Pallas > Druk 2: boek 2
Hoofdstuk 26, tekst A
1 Nadat de stad dit bekend heeft gemaakt, zegt Drimakos, terwijl hij ouder was geworden, nadat hij zijn geliefde uitgenodigd heeft naar een of andere plaats tegen hem: Ik hield van jou van alle mensen het meest en jij bent voor mijeen kind en een zoon en al het andere; ik heb nu voldoende tijd
5 geleefd, maar jij bent (nog) jong en je hebt (bent in) de bloei van je leven. Je moet dus een mooie en goede man worden: de stad van de inwoners van Chios
geeft veel geld aan degene die mij gepakt heeft of mijn hoofd
gebracht heeft en heeft vrijheid beloofd. Dus is het nodig dat jij mijn hoofd eraf hakt
en het naar Chios brengt en na het geld te hebben gekregen
10 een voorspoedig leven leidt. Hoewel de jongeman protesteerde,
overtuigde hij hem dit te doen. Nadat hij diens hoofd had afgehakt
gaven de inwoners van Chios hem het uitgeloofde geld.

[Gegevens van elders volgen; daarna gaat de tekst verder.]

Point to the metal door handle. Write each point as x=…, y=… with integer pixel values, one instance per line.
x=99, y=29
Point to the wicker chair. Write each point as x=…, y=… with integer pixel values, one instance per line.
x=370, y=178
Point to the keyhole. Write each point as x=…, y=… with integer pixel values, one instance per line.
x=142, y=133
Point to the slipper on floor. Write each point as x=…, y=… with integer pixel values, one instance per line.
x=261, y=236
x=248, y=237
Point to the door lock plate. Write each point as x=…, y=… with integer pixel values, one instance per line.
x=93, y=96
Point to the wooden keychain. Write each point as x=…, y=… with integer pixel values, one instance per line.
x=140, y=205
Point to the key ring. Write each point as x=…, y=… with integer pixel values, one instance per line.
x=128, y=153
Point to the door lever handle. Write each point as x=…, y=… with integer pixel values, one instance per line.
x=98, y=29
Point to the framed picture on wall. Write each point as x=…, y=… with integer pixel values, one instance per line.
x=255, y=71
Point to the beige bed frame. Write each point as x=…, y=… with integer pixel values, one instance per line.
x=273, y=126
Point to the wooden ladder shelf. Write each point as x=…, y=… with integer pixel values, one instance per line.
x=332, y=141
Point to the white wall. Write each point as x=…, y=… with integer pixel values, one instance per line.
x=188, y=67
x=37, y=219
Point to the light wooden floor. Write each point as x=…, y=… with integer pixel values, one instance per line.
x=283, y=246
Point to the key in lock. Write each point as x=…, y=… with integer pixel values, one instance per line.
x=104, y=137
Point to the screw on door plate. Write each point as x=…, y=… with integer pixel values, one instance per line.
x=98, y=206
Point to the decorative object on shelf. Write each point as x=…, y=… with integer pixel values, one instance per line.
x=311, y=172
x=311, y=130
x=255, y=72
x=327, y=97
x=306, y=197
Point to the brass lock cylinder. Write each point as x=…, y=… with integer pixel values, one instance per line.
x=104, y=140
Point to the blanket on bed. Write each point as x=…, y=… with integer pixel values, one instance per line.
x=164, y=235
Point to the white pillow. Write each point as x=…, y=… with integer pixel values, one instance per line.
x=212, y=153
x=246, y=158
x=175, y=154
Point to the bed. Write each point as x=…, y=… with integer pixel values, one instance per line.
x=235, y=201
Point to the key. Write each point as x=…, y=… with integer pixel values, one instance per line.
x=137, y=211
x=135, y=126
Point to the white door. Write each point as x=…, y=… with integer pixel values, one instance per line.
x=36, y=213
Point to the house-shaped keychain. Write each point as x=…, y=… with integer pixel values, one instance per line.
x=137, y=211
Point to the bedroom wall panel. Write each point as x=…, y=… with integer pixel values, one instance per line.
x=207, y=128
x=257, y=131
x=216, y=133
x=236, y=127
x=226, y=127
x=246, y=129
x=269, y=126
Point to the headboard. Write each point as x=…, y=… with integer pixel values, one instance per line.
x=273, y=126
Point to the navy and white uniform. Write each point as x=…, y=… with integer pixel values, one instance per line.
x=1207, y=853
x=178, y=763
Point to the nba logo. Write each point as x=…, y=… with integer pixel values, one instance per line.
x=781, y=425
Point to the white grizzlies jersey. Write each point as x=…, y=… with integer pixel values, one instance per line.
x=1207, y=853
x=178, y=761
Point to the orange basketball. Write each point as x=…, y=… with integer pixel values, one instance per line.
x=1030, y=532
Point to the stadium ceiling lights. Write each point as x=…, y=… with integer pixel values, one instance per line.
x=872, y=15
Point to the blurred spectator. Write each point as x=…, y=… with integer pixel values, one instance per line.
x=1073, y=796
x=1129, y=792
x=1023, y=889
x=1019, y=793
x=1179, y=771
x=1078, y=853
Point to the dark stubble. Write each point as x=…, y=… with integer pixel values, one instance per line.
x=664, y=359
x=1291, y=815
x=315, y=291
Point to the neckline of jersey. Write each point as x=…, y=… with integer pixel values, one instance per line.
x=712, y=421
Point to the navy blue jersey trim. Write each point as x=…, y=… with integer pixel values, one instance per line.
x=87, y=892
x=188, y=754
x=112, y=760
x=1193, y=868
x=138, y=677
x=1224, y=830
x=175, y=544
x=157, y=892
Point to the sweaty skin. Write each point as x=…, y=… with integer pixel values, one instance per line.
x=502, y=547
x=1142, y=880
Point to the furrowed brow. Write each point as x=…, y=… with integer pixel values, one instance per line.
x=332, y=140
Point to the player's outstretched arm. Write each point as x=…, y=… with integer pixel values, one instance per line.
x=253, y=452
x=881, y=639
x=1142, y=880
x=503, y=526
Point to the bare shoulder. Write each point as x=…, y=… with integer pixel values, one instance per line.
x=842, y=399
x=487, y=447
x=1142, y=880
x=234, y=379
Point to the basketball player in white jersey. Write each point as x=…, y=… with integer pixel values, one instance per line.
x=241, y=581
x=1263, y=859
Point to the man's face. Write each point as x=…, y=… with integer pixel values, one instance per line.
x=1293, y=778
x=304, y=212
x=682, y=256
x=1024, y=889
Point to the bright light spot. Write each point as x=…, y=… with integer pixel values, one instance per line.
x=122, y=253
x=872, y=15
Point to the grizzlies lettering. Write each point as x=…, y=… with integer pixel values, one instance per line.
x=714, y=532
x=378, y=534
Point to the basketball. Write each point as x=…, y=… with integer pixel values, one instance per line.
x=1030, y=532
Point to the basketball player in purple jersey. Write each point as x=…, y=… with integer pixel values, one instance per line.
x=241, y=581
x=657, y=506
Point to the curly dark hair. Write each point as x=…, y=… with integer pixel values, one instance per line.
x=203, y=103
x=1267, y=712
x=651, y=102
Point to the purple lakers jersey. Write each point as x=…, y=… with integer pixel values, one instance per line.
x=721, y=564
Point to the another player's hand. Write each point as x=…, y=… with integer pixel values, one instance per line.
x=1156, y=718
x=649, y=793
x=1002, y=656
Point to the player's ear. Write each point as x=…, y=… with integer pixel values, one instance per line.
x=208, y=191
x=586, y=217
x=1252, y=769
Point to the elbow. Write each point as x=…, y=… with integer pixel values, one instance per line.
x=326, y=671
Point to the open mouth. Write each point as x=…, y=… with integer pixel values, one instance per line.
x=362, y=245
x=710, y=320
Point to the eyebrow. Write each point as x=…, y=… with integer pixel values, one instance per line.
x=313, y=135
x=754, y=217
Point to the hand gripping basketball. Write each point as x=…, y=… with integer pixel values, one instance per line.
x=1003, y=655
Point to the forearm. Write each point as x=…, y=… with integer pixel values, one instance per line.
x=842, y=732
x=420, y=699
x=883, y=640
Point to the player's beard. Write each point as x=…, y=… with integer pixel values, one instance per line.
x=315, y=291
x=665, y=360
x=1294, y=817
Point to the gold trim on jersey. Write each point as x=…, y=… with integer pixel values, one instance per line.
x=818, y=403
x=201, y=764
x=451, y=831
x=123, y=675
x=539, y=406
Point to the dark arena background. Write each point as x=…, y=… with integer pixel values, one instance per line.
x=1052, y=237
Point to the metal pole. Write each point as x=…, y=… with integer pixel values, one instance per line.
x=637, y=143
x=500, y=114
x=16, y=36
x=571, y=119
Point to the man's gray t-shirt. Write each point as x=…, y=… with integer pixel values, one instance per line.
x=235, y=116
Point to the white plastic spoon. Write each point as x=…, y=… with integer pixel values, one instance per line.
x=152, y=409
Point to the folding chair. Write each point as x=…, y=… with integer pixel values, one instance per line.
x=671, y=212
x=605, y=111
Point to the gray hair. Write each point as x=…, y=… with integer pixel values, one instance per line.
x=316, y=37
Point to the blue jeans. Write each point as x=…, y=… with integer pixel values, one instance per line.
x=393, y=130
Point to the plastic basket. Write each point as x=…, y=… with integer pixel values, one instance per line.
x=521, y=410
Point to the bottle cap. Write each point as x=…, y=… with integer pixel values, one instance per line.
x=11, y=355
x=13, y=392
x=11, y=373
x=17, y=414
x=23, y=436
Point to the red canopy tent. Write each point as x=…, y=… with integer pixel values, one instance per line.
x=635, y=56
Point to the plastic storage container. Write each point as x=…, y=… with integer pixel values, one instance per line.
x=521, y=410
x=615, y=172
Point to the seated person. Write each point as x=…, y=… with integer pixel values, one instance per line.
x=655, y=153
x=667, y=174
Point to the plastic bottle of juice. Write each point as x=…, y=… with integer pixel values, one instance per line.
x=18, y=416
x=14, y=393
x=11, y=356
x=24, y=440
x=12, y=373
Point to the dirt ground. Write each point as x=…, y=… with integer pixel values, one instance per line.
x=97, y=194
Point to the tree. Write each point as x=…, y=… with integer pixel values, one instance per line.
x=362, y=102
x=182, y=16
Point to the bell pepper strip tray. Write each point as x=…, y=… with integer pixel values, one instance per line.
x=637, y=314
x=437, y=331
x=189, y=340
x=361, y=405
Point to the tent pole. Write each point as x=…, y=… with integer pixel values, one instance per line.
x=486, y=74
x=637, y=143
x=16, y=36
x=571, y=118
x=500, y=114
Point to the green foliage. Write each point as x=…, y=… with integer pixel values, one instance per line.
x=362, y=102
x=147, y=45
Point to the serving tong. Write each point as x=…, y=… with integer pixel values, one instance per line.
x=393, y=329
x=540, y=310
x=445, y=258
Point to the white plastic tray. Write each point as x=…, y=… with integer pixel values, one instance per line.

En nadat hij het lichaam van Drimakos had begraven, ging de jongeman terug
naar zijn eigen streek. En toen de inwoners van Chios wederom door slaven werden geplunderd,
15 omdat ze de goedheid van Drimakos hadden leren kennen, wijdden zij een heiligdom aan hem. En aan hem wijden ook nu nog de weggelopen slaven gedeelten van alles wat is geroofd. En ze zeggen dat nadat hij bij velen van de inwoners van Chios in de slaap is verschenen, waarschuwt voor de snode plannen van de slaven.
Wanneer hij is verschenen (dan) offeren zij aan hem, na naar het heiligdom te zijn gegaan.